Parc Jean-Drapeau : un rapport qui appelle à un changement de cap

Le CRE-Montréal accueille très favorablement le rapport de consultation de l'Office de consultation publique de Montréal (OCPM) sur l’avenir du parc Jean-Drapeau diffusé ce 10 avril. Ce rapport, fruit d’un exercice de consultation auquel ont pris part plus de plus de 7 000 individus et organisations, fait largement écho aux éléments présentés dans notre mémoire (notre organisme y est cité plusieurs dizaines de fois). Les 20 recommandations de la Commission témoignent clairement de la volonté largement partagée par les participants à la consultation de rendre au Parc sa vocation première d’espace vert et bleu accessible à tous. Le chemin vers cette nouvelle vocation impliquera un travail soutenu de la part de l’ensemble des parties prenantes et des gestes forts considérant la situation actuelle où les 8 158 places des 15 stationnements du Parc occupent une superficie équivalente à celle de l’ensemble des boisés du mont Boullé, ce qui est totalement incompréhensible pour un lieu dont la vocation première est celle d’espace vert.

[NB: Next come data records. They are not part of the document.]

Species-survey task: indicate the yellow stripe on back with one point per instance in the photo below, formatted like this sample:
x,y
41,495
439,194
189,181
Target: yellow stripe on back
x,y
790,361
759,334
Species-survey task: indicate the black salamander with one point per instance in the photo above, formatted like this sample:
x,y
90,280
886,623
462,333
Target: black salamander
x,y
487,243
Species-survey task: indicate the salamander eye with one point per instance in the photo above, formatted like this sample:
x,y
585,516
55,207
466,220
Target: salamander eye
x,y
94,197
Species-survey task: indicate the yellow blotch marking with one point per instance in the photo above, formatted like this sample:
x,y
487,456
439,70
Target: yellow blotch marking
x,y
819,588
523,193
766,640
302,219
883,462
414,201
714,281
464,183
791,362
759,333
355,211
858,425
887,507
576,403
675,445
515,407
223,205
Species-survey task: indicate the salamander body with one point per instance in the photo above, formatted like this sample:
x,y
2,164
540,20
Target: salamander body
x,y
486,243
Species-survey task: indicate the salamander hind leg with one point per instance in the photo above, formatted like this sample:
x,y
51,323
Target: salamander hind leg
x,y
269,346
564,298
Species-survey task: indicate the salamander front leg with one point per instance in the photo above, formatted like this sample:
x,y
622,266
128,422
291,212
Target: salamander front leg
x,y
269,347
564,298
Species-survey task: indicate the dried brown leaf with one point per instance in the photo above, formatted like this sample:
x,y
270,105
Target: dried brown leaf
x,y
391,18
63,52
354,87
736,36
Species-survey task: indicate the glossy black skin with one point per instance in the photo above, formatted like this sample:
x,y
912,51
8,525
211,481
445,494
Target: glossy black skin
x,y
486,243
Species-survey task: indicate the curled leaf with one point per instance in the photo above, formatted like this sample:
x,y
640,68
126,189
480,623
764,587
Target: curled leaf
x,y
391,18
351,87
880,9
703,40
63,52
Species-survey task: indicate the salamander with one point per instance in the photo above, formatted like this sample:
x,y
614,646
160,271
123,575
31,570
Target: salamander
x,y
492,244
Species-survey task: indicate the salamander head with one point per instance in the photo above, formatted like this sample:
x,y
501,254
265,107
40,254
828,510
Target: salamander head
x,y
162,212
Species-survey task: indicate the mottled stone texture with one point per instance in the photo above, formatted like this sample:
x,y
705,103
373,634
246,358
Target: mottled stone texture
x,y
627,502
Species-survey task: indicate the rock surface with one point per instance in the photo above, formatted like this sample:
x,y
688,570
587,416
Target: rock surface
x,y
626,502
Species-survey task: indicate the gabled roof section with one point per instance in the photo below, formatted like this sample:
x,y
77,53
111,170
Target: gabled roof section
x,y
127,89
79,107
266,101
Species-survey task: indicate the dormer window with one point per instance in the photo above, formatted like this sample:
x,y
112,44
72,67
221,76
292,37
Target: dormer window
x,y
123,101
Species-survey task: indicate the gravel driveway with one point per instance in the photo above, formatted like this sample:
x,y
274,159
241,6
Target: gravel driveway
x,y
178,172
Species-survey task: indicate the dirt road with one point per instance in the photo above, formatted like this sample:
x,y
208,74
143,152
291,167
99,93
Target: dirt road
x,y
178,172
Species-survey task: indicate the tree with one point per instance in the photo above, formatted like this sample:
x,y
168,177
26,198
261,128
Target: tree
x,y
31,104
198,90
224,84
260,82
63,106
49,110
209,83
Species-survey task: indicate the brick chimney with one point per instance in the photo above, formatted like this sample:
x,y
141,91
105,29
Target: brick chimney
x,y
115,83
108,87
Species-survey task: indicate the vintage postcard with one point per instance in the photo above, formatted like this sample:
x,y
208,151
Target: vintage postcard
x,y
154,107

La Commission plaide pour l’adoption d’une vision globale et cohérente pour l’ensemble du Parc (les deux îles) afin d’éviter de retourner dans une gestion à la pièce comme nous l’avons connue au cours des dernières années, alors que l’événementiel avait pris le pas sur la nature.

Quelques éléments à souligner dans le rapport :

  • Remettre la nature au coeur du parc
    Plusieurs recommandations insistent sur la nécessité de protéger et mettre en valeur les espaces verts et les milieux naturels uniques présents sur les deux îles. Un effort important est nécessaire afin de restaurer et consolider la biodiversité du parc, entre autres en réduisant les espaces minéralisés. La Commission souligne également que le caractère insulaire du Parc a été négligé au cours des dernières années et recommande de poser des actions afin de (re)donner l’accès aux berges : renaturalisation des berges, création d’une promenade panoramique passant par l’abolition des aires de stationnement.
  • Mobilité durable et réduction de la place du stationnement
    En matière de mobilité, les recommandations de l’OCPM vont dans le même sens que celles du CRE-Montréal et impliquent un virage à 180 degrés. Il est clair que l’automobile doit céder sa place aux piétons, cyclistes et au transport collectif. La Commission recommande entre autres de réduire les aires de stationnement, de mettre en place des mesures afin de décourager la circulation de transit et d’assurer des liens piétons et cyclistes conviviaux sur l’ensemble du site. La création de parcours thématiques, une bonification et une uniformisation de la signalisation sont aussi suggérées afin de bonifier l’expérience du visiteur
  • Une refonte de la gouvernance
    Les commissaires appellent à plus de transparence et à une plus grande concertation du milieu. L’OCPM recommande que la ville de Montréal joue un rôle plus central avec la création d’un Bureau du Parc (sur un modèle inspiré du mont Royal) ainsi que la mise en place d’un espace de concertation.
  • Organiser un événement est un privilège pas un droit
    La commission propose plusieurs éléments afin de mieux encadrer les activités dans le parc. Elle souligne que le développement du Parc doit se faire avant tout dans le respect de la vocation nature du Parc. Une diversification des activités, en particulier via le développement d’une offre d’activités légères, tout au long de l’année est une des pistes présentées dans le rapport.

Le dépôt du rapport est une étape encourageante en vue de l’adoption du nouveau plan directeur tant attendu. Il faut maintenant éviter de répéter les erreurs du passé. Pour cela, nous espérons que l’administration fera les choix nécessaires et se dotera des moyens adéquats pour faire atterrir la vision sur le terrain au plus grand bénéfice de l’ensemble de la région métropolitaine.